Z pewnością nie tak wyobrażali sobie fani Podbeskidzia początek rundy wiosennej. Piłkarze z Bielska-Białej nie wywalczyli jeszcze kompletu "oczek" i spadli na 9. miejsce w tabeli Fortuna 1. ligi. W poprzednim spotkaniu ligowym Górale zremisowali bezbramkowo z GKS-em Jastrzębie. Kilka dni temu Podbeskidzie wykorzystując przerwę na reprezentację rozegrało mecz sparingowy - także z ekipą z Jastrzębia, które podobnie zakończyło się remisem (1:1). 

 

- Dużo czasu podczas tej przerwy przeznaczyliśmy na pracę nad taktyką i rozpracowaniem przeciwnika.
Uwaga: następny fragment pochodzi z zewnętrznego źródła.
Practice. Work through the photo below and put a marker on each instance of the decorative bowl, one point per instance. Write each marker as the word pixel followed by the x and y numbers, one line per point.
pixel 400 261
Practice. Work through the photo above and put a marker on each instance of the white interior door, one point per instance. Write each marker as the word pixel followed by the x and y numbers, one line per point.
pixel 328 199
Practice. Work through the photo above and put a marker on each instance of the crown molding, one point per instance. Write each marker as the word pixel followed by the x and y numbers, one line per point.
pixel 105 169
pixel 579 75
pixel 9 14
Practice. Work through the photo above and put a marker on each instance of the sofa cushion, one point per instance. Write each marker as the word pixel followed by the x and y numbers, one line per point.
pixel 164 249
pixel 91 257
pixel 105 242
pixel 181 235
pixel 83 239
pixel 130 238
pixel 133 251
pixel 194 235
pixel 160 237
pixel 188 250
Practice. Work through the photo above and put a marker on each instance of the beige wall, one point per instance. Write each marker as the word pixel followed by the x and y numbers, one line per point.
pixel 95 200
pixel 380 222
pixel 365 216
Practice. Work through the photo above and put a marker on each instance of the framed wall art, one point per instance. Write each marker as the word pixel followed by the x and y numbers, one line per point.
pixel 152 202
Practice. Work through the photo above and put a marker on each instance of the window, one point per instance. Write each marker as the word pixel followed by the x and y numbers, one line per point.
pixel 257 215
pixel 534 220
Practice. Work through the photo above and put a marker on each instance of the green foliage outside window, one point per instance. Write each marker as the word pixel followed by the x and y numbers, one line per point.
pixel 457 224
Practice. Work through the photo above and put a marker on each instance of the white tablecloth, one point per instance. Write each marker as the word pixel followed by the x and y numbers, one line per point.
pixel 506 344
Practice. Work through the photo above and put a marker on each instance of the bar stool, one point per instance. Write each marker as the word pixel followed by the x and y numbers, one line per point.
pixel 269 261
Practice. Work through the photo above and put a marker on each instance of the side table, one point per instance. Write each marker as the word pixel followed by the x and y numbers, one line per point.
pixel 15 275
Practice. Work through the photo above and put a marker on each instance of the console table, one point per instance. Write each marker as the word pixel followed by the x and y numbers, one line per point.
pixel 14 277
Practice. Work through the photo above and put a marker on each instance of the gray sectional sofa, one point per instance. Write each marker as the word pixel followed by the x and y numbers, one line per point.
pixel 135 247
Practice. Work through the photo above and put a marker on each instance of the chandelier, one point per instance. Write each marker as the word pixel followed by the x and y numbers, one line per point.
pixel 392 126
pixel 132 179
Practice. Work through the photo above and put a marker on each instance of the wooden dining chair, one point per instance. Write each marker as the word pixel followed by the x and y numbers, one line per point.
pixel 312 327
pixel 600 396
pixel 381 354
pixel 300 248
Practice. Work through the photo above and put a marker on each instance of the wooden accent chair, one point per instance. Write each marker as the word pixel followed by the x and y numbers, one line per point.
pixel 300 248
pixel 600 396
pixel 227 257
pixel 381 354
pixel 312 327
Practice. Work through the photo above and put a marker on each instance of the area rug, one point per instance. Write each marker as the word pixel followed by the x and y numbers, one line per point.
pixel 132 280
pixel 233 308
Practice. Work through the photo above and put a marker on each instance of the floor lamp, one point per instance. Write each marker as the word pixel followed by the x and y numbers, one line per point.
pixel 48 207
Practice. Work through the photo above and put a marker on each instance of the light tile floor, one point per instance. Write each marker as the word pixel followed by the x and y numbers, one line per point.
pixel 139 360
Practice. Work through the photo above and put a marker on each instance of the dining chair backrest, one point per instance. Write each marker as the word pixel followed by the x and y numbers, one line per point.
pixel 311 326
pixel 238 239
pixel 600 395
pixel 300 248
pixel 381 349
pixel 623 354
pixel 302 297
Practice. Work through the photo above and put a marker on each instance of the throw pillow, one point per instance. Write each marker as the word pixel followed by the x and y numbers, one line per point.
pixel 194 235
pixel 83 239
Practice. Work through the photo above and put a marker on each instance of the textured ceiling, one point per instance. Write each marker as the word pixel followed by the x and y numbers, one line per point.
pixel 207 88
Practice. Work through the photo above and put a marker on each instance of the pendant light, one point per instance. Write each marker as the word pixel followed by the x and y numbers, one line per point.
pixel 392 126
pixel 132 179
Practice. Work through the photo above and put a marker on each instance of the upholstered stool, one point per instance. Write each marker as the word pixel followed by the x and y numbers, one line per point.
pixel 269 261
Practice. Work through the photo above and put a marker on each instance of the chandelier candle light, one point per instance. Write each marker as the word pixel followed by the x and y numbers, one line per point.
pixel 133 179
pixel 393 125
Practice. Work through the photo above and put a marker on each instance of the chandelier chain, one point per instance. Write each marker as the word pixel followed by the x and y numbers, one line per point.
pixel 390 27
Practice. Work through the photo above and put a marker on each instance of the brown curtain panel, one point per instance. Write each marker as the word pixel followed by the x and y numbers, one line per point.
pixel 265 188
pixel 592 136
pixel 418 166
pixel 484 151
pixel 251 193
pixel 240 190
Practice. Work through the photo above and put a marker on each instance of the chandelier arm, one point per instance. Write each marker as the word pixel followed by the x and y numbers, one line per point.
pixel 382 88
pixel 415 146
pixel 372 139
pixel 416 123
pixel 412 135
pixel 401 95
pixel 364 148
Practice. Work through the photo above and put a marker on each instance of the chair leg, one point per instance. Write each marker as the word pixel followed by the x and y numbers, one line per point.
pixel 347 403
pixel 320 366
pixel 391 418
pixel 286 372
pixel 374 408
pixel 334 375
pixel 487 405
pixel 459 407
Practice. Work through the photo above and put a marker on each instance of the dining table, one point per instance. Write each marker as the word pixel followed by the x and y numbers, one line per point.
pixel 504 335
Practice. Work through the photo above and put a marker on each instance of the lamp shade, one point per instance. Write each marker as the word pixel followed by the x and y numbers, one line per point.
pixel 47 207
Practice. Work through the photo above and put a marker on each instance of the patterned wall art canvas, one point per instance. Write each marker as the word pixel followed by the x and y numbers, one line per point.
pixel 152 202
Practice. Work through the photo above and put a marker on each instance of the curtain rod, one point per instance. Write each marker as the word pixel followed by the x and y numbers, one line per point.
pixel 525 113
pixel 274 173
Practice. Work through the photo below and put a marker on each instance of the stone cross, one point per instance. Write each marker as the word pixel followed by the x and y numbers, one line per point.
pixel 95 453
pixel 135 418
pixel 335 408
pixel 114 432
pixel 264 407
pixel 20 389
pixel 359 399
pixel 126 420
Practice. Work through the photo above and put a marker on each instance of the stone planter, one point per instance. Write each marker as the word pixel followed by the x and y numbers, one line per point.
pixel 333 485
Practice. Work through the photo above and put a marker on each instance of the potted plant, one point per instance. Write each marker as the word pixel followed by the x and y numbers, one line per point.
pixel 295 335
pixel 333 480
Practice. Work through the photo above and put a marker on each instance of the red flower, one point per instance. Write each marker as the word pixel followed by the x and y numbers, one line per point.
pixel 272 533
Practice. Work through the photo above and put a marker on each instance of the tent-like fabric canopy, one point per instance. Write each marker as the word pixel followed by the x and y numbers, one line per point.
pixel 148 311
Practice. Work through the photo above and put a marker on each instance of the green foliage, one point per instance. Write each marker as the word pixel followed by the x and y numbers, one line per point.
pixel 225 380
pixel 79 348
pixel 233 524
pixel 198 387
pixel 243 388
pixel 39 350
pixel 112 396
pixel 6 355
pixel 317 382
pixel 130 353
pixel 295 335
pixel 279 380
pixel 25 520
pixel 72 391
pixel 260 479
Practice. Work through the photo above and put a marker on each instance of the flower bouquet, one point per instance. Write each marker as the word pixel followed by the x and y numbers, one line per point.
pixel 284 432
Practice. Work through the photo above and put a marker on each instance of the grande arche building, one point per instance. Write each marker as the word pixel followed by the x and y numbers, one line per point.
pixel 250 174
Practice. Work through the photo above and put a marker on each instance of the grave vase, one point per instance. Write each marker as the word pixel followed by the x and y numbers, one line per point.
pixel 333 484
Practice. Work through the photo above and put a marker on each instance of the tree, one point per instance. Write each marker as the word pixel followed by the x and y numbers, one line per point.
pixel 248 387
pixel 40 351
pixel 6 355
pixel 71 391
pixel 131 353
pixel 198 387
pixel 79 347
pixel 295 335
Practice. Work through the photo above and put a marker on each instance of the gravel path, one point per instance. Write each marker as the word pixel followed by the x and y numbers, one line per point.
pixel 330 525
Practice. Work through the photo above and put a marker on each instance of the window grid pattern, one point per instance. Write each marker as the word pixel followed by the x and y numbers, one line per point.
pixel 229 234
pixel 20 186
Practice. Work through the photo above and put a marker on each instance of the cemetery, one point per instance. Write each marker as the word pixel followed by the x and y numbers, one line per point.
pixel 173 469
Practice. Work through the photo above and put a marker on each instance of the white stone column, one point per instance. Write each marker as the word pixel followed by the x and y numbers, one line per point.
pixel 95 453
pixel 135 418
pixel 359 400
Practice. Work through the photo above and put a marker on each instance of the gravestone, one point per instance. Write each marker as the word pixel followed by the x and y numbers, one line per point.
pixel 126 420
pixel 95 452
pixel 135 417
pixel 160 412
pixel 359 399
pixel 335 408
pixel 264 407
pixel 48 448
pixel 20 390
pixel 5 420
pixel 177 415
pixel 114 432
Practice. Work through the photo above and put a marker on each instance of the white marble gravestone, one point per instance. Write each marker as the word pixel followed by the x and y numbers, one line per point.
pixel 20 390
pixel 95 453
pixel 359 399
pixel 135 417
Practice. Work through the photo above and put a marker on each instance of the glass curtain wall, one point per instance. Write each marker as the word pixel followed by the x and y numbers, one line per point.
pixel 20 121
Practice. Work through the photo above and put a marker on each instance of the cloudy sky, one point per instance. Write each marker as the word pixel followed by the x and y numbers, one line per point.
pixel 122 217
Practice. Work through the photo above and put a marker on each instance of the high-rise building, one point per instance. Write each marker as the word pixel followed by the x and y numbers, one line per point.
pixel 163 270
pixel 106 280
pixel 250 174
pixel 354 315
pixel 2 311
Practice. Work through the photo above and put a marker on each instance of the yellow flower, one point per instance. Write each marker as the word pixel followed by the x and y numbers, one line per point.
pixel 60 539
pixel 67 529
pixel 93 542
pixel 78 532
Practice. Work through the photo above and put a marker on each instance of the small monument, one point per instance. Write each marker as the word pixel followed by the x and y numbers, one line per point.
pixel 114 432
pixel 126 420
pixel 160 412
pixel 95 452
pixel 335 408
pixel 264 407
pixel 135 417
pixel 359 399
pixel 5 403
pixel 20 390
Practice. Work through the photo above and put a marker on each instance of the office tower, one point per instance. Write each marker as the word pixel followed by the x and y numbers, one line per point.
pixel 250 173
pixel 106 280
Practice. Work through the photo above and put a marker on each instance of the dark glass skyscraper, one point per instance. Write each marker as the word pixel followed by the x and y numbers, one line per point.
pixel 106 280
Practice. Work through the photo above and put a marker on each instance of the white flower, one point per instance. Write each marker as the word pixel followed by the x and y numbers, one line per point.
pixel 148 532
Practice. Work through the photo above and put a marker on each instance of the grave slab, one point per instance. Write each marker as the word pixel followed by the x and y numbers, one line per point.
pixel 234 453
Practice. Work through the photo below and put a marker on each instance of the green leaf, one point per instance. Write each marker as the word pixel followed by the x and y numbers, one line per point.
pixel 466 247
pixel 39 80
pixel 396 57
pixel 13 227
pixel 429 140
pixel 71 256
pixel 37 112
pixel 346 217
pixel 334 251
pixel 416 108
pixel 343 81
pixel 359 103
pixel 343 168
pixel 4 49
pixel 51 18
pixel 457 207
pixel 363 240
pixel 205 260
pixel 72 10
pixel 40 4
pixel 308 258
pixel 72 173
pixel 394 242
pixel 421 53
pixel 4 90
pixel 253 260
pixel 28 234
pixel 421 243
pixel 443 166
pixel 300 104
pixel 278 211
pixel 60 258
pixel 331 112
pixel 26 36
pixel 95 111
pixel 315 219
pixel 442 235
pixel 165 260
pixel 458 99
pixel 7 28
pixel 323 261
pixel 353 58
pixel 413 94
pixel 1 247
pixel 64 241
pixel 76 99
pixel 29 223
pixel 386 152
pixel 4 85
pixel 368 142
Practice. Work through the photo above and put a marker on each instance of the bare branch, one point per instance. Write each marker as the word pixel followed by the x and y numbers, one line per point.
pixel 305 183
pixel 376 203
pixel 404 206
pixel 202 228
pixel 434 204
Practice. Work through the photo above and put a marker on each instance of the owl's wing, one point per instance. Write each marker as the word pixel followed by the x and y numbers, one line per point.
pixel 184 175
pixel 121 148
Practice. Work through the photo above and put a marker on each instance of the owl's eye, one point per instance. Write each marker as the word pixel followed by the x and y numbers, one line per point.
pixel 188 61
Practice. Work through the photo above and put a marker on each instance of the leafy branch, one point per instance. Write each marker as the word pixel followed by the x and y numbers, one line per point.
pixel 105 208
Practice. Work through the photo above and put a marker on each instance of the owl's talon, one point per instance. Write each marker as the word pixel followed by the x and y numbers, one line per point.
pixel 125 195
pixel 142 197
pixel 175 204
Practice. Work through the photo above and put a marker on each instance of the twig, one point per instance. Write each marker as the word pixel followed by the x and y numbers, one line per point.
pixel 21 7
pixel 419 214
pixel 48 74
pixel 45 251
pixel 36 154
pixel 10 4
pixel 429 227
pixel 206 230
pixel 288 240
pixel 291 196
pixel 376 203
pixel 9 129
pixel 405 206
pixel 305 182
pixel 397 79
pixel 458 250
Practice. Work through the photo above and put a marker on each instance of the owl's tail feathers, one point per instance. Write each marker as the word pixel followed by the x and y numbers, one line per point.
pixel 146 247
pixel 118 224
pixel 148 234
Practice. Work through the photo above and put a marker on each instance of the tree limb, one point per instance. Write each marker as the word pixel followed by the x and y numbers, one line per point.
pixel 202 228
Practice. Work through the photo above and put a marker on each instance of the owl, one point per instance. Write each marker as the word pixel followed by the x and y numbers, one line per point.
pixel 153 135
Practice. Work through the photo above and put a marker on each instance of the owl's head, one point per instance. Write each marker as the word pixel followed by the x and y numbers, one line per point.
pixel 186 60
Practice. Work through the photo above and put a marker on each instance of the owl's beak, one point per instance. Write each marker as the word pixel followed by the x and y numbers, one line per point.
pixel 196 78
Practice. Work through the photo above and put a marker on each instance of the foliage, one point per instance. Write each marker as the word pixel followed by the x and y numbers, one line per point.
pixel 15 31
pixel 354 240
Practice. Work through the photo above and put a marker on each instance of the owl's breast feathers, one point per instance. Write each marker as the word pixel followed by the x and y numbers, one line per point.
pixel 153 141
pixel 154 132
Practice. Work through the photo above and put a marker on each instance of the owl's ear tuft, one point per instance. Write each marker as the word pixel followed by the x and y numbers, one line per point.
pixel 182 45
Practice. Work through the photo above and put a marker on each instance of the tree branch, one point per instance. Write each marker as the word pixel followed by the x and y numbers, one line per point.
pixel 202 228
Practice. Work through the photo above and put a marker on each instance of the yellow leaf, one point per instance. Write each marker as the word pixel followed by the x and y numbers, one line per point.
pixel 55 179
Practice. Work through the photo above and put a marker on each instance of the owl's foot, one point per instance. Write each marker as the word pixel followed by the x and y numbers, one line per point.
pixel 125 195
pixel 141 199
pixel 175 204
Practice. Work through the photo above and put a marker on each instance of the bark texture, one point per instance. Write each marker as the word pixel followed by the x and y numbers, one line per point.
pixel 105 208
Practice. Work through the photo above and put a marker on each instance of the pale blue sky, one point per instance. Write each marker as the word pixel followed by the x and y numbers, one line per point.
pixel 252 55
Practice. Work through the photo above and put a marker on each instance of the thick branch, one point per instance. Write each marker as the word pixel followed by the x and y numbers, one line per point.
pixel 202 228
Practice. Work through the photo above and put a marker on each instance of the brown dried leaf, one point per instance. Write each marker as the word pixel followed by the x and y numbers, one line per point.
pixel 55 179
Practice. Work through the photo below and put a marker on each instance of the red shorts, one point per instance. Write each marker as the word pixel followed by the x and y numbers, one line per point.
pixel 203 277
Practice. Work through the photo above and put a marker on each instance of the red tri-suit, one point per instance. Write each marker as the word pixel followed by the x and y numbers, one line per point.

Pracowaliśmy także nad strefą mentalną. Chcemy zaszczepić drużynę bardzo dużą chęcią do strzelania bramek i wygrywania - powiedział na wczorajszej konferencji Piotr Jawny, trener Górali. - Na pewno martwi brak odpowiedniej liczby punktów po tych pierwszych meczach. Zimą zmieniliśmy nieco styl i potrzebujemy czasu, aby drużyna wróciła na zwycięską ścieżkę. Gubimy punkty po błędach, bo uważam, że w niektórych meczach powinniśmy wygrać - dodał. 

 

 

W piątek 1 kwietnia bielszczanie przed własną publicznością podejmą ŁKS Łódź. Będzie to wstęp do serii wymagających meczów, w których Podbeskidzie zmierzy się z zespołami z czołówki. - Nam lepiej się gra z drużynami, które też lubią i chcą grać w piłkę, a nie tylko się bronić. To było widoczne na jesień, chociażby w spotkaniach z Górnikiem Polkowice czy Widzewem Łódź - zakończył Piotr Jawny, który za wyniki bielskiej ekipy odpowiada wraz z trenerem Marcinem Dymkowskim.